In her new environs, Coraline lives amongst notably surreal characters, especially the neighbors who live in the adjacent apartments of the massive house. Two eccentric actresses, Miss Spink and Miss Forcible, bursting out from the top of their corsets and fawning over their pampered Scotties, entertain her with their almost indecipherable bickering, the interplay enhanced by the vocals of comedy duo Dawn French and Jennifer Saunders. In the alternate universe, they are transformed into cheeky mermaids in an uproarious scene perhaps more readily relished by adults. She also encounters Mister Bobinsky, a gymnastics performer of mind-boggling dexterity voiced with gusto by the mellifluously throated Ian McShane. Bobinsky is the ringmaster for a mice circus which performs a rousingly choreographed drill team song for the young girl. Coraline is befriended in both worlds by a wise black cat voiced by the honey dripped tone of Keith David.

The film is a stunning and exceedingly attractive achievement, enhanced by 3-D but not beholden to it.

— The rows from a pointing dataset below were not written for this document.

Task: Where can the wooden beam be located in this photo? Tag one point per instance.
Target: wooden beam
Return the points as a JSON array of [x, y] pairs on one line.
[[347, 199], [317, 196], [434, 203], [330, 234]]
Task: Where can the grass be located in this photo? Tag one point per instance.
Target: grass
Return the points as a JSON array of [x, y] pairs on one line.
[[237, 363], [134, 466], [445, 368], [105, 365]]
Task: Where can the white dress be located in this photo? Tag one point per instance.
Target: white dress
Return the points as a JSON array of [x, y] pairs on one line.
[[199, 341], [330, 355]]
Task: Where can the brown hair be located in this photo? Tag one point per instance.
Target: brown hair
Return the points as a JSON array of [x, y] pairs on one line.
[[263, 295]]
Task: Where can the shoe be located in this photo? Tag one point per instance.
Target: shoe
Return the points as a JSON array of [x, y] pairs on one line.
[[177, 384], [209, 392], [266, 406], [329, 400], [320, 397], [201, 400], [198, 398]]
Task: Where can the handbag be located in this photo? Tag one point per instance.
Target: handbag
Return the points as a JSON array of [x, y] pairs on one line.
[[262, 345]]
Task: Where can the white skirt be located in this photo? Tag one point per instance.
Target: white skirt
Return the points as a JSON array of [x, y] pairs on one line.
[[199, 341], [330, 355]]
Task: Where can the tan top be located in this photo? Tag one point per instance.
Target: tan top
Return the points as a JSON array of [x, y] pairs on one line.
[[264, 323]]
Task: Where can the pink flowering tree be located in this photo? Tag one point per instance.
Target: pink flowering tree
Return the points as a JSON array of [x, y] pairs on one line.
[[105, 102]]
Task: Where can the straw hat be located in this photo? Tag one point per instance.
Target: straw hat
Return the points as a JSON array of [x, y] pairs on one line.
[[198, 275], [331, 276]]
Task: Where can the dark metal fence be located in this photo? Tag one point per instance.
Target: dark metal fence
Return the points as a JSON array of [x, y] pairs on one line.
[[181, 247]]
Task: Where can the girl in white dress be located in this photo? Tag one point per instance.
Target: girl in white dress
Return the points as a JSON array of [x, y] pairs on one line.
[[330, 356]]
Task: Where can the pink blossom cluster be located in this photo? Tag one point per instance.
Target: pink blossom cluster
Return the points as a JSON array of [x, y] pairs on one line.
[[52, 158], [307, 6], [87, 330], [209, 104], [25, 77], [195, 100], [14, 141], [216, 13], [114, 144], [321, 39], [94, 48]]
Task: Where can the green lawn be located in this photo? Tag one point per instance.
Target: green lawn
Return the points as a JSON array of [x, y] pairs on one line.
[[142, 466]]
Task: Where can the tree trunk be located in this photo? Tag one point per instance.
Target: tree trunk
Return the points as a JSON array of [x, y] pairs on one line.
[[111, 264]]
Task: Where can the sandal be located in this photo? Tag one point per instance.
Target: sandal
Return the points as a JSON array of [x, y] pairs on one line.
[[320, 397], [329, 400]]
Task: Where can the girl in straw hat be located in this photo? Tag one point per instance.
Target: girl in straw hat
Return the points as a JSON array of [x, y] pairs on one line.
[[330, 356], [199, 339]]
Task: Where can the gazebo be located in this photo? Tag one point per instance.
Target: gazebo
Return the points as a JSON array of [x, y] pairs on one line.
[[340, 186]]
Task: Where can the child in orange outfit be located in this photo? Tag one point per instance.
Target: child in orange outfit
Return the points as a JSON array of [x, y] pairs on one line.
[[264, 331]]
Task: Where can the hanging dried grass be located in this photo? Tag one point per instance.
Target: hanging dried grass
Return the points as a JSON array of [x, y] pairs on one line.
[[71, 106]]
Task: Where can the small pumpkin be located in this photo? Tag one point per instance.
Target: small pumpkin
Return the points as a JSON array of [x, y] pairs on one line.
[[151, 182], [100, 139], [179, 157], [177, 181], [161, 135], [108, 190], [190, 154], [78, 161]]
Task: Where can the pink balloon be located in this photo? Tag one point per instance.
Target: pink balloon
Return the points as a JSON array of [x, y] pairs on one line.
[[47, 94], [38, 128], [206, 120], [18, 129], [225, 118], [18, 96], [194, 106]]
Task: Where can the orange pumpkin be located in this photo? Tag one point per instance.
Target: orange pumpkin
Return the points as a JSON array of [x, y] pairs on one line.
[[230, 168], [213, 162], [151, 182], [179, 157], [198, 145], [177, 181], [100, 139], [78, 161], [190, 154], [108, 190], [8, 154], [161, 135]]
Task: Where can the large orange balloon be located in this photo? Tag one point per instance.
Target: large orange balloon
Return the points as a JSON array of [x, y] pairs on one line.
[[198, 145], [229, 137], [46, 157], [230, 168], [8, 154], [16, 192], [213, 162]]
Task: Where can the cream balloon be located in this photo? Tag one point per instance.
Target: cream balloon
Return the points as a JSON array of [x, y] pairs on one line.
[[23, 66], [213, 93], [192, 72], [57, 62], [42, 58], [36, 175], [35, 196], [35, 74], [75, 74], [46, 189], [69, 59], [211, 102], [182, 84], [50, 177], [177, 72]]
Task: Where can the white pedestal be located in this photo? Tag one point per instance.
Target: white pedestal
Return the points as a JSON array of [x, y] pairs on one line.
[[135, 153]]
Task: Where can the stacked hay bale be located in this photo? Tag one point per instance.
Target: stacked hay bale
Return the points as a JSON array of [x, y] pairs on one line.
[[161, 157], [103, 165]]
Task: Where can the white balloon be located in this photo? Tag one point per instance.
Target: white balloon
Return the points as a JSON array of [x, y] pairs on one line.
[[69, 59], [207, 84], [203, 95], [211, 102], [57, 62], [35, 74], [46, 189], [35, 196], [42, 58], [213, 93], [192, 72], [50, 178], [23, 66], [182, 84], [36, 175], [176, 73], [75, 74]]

A kooky kaleidoscope of a garden is a shimmering blancmange of reds, oranges and blues. It’s also filled with beautiful, simple touches — the crystalline texture of snow, a shifting rug under Coraline‘s feet or tea leaves swishing in a cup are visual delights made all the more wondrous by the knowledge that these moments were created by the patient, hands-on care of artisans minutely shifting figures. Buoyed by Bruno Coulais’ soundtrack of jaunty harp music, the film is steadfastly clever while alternately and, in many instances, simultaneously creepy and funny. “Coraline” is an enchanting triumph.